Hiatt extended that criticism to the U.S. response.

“If the people who directed the crime — including Saudi Crown Prince Mohammed bin Salman and his henchman, Saad al-Qahtani — if they can continue to find a welcome from the politicians and business leaders of this supposedly civilized world, then the fabric of that civilization itself is framed.”

“The job is more difficult when our own president does not share the goals or cherish the values that are at stake,” added Hiatt, “and when our own Congress — despite a good deal of bluster and apparent indignation — lacks the will, at least so far, to take a stand.”

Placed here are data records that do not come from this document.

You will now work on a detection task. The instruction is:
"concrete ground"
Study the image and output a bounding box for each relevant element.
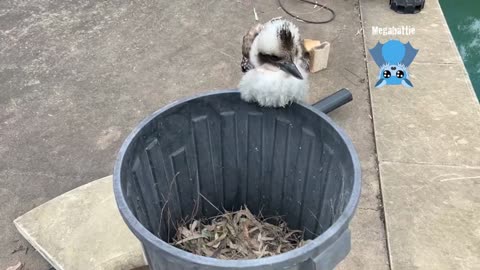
[0,0,480,270]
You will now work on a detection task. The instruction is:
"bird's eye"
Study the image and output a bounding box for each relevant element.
[383,70,392,78]
[268,54,281,62]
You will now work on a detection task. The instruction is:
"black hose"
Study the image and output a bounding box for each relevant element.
[278,0,335,24]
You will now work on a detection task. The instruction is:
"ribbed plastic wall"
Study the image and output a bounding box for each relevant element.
[116,91,354,270]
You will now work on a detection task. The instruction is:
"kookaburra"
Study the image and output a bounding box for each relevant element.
[238,19,308,107]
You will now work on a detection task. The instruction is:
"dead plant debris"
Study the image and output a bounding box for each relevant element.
[171,207,306,260]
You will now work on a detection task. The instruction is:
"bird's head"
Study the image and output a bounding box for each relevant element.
[250,19,303,79]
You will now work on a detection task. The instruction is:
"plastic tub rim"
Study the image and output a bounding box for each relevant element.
[113,89,361,268]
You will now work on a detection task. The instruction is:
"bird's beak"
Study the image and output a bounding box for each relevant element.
[280,62,303,80]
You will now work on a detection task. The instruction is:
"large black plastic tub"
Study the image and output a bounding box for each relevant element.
[114,90,361,270]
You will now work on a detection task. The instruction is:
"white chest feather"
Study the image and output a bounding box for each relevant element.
[238,66,308,107]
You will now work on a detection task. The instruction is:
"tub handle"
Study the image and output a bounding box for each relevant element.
[308,229,351,270]
[312,88,353,113]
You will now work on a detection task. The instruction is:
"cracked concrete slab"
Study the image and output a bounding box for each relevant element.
[14,176,146,270]
[380,162,480,270]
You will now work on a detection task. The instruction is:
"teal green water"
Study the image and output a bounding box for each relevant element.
[440,0,480,100]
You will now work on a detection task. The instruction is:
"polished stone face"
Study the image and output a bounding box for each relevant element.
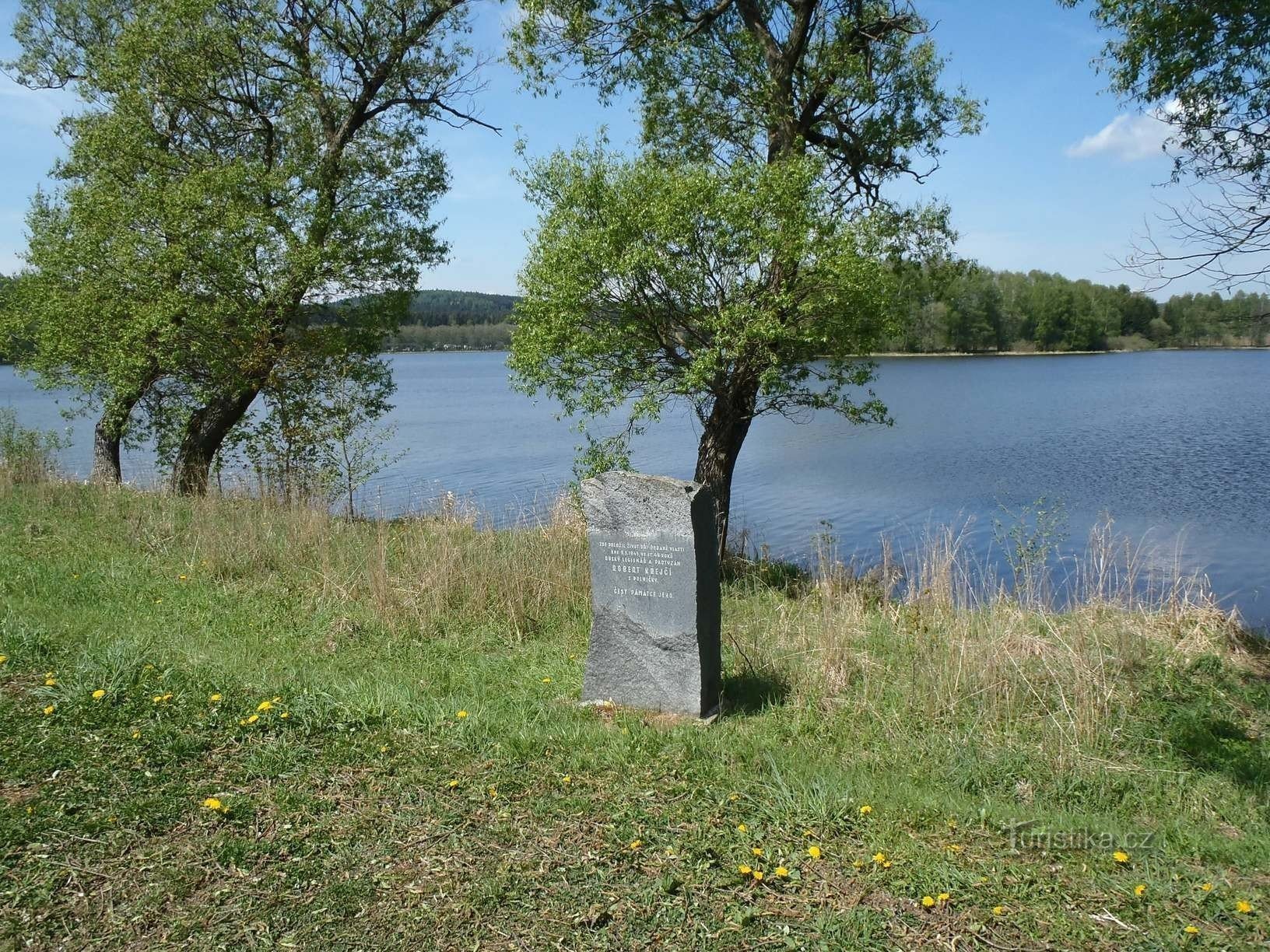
[581,472,721,717]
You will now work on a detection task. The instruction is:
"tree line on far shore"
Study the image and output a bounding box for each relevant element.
[0,0,1270,551]
[358,275,1270,354]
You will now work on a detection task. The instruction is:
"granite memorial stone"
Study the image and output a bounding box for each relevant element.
[581,472,723,717]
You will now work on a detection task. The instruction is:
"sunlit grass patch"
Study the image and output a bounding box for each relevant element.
[0,486,1270,948]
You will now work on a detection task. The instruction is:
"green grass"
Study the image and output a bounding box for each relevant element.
[0,485,1270,950]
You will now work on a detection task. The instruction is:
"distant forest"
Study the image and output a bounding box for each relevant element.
[0,274,1270,363]
[388,268,1270,354]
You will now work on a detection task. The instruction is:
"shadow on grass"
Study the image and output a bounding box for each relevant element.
[723,670,790,716]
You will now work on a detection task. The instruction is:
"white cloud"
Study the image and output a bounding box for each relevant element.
[1067,100,1180,163]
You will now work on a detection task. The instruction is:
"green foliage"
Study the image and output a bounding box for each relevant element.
[5,0,471,488]
[226,350,395,514]
[1061,0,1270,287]
[0,485,1270,952]
[508,0,981,554]
[402,291,517,327]
[0,406,70,482]
[509,147,894,430]
[992,496,1068,604]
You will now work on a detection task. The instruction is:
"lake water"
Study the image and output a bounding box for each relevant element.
[0,350,1270,635]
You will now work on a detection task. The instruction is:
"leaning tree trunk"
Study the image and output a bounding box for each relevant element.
[171,387,261,496]
[89,387,145,485]
[693,384,758,564]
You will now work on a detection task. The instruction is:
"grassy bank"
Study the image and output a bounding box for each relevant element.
[0,485,1270,950]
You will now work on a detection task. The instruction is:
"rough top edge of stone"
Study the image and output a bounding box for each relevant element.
[581,471,713,538]
[581,470,705,499]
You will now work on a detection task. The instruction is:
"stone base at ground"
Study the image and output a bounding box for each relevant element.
[581,472,721,717]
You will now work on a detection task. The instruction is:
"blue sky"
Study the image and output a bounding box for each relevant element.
[0,0,1209,297]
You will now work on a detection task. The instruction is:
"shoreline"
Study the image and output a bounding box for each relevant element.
[381,344,1270,355]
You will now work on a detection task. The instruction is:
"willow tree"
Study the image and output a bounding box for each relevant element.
[512,0,979,555]
[16,0,478,492]
[1061,0,1270,288]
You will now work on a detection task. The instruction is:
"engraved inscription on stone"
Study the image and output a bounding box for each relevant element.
[597,540,689,598]
[581,472,721,716]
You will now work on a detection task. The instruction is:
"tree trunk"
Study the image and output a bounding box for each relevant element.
[171,387,261,496]
[693,383,758,565]
[89,388,143,486]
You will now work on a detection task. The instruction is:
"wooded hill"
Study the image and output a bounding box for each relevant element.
[378,275,1270,353]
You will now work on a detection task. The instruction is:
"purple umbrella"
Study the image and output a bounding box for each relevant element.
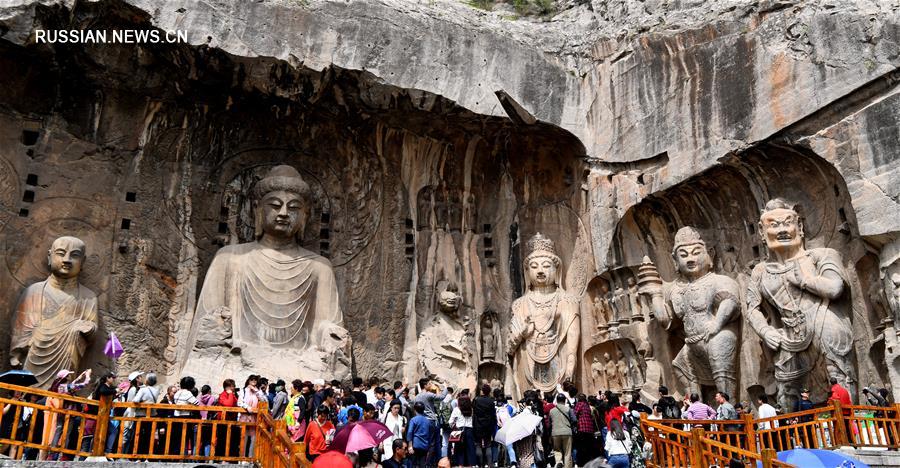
[103,332,125,359]
[328,420,394,453]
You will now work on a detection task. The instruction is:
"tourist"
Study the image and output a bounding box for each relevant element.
[216,379,241,457]
[828,377,853,406]
[382,400,406,460]
[169,376,200,455]
[756,394,778,429]
[284,379,309,442]
[604,419,631,468]
[472,384,497,466]
[406,401,437,468]
[345,377,368,405]
[684,393,716,427]
[548,394,574,468]
[125,372,159,455]
[304,405,335,462]
[573,393,600,466]
[337,391,365,429]
[271,379,288,420]
[381,438,407,468]
[656,386,681,419]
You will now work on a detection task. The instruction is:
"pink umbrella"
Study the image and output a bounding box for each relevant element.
[103,332,125,359]
[328,420,394,453]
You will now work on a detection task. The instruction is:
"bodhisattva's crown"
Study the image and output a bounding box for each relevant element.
[528,232,558,257]
[672,226,706,252]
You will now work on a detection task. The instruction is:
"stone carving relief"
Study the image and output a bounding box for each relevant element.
[10,237,99,389]
[418,283,475,388]
[640,227,741,395]
[746,198,856,408]
[183,166,351,386]
[507,233,581,394]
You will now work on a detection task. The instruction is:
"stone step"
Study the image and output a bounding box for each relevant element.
[837,447,900,468]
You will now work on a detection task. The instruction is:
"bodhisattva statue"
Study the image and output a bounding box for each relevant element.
[603,353,625,391]
[641,227,741,395]
[10,237,97,388]
[183,166,350,378]
[417,283,476,387]
[746,198,856,408]
[507,233,581,395]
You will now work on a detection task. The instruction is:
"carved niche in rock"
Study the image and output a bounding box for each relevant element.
[182,166,351,379]
[745,198,856,408]
[417,283,476,388]
[640,227,741,395]
[10,237,98,389]
[507,233,581,395]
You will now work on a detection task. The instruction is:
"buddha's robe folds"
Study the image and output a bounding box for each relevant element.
[10,281,97,388]
[192,242,343,350]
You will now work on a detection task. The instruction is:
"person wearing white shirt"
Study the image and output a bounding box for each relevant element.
[605,418,631,468]
[756,395,778,429]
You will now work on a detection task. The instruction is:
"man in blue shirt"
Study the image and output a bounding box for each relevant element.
[406,401,437,468]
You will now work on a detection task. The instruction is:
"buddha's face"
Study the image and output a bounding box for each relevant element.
[48,237,84,279]
[759,208,803,252]
[675,244,709,278]
[257,190,306,238]
[528,257,556,287]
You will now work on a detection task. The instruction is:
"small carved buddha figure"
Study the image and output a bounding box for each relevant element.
[641,227,741,395]
[10,237,97,388]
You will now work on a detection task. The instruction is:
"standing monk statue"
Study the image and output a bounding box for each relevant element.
[10,237,97,388]
[641,227,741,395]
[508,233,581,395]
[183,166,350,378]
[747,198,856,408]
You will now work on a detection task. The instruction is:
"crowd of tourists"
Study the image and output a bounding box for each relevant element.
[0,371,890,468]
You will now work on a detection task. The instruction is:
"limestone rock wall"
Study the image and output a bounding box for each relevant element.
[0,0,900,400]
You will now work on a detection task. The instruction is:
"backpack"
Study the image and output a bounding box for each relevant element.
[435,401,453,430]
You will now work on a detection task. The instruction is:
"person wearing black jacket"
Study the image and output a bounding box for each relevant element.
[472,384,497,466]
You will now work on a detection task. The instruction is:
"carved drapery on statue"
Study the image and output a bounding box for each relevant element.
[508,233,580,394]
[10,237,98,388]
[182,166,350,384]
[746,199,856,408]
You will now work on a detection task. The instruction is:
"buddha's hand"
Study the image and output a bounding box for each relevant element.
[74,320,97,335]
[763,327,784,350]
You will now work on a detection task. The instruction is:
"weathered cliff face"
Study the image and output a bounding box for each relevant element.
[0,0,900,402]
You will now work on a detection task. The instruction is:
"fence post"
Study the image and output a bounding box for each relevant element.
[91,395,112,457]
[742,413,756,452]
[762,448,778,468]
[831,400,850,447]
[690,427,706,467]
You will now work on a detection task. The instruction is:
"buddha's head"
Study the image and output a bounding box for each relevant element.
[253,166,311,241]
[47,236,85,279]
[672,226,712,279]
[759,198,803,255]
[438,283,462,314]
[525,233,562,289]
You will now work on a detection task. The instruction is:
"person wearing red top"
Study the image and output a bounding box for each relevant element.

Hiatt vowed to press for accountability.

“Jamal’s name is going on the wall, but the end of his story is not yet etched in stone,” declared Hiatt.

Other names on the wall include:

  • From Radio Free Europe/Radio Liberty: Maharram Durrani, Abadullah Hananzai, and Sabawoon Kakar.
  • From Agence France-Presse: Shah Marai
  • From 1TV: Nowruz Ali Rajabi and Ghazi Rasooli
  • From Mashal TV: Ali Saleemi and Saleem Talash
  • From Tolo News: Yar Mohammad Tokhi

Those nine were killed by suicide bombers in Afghanistan.

  • From El Comercio: Juan Javier Ortega Reyes and Paúl Rivas Bravo

The two were killed along with their driver Efrain Segarra by drug traffickers while reporting on drug violence in Columbia.

  • From Aktuality.sk: Ján Kuciak

Kuciak exposed political corruption in Slovakia. He and his fiancé were both found shot to death in his apartment. Earlier this year, a powerful Slovakian businessman was charged with his murder, which ultimately led to the prime minister’s resignation.

  • From Radio Fresh: Raed Fares and Hamoud al-Jnaid

These two reporters were killed in the Syrian civil war. An Al-Qaeda linked group is suspected in the attack

  • From WYFF-TV in Greenville, South Carolina: Mike McCormick and Philip Smeltzer

McCormick, a reporter and anchor at the station, and Smeltzer, his cameraman, were both killed when a tree 3 feet wide toppled onto their car as they were covering the arrival of Hurricane Alberto on the North Carolina coast.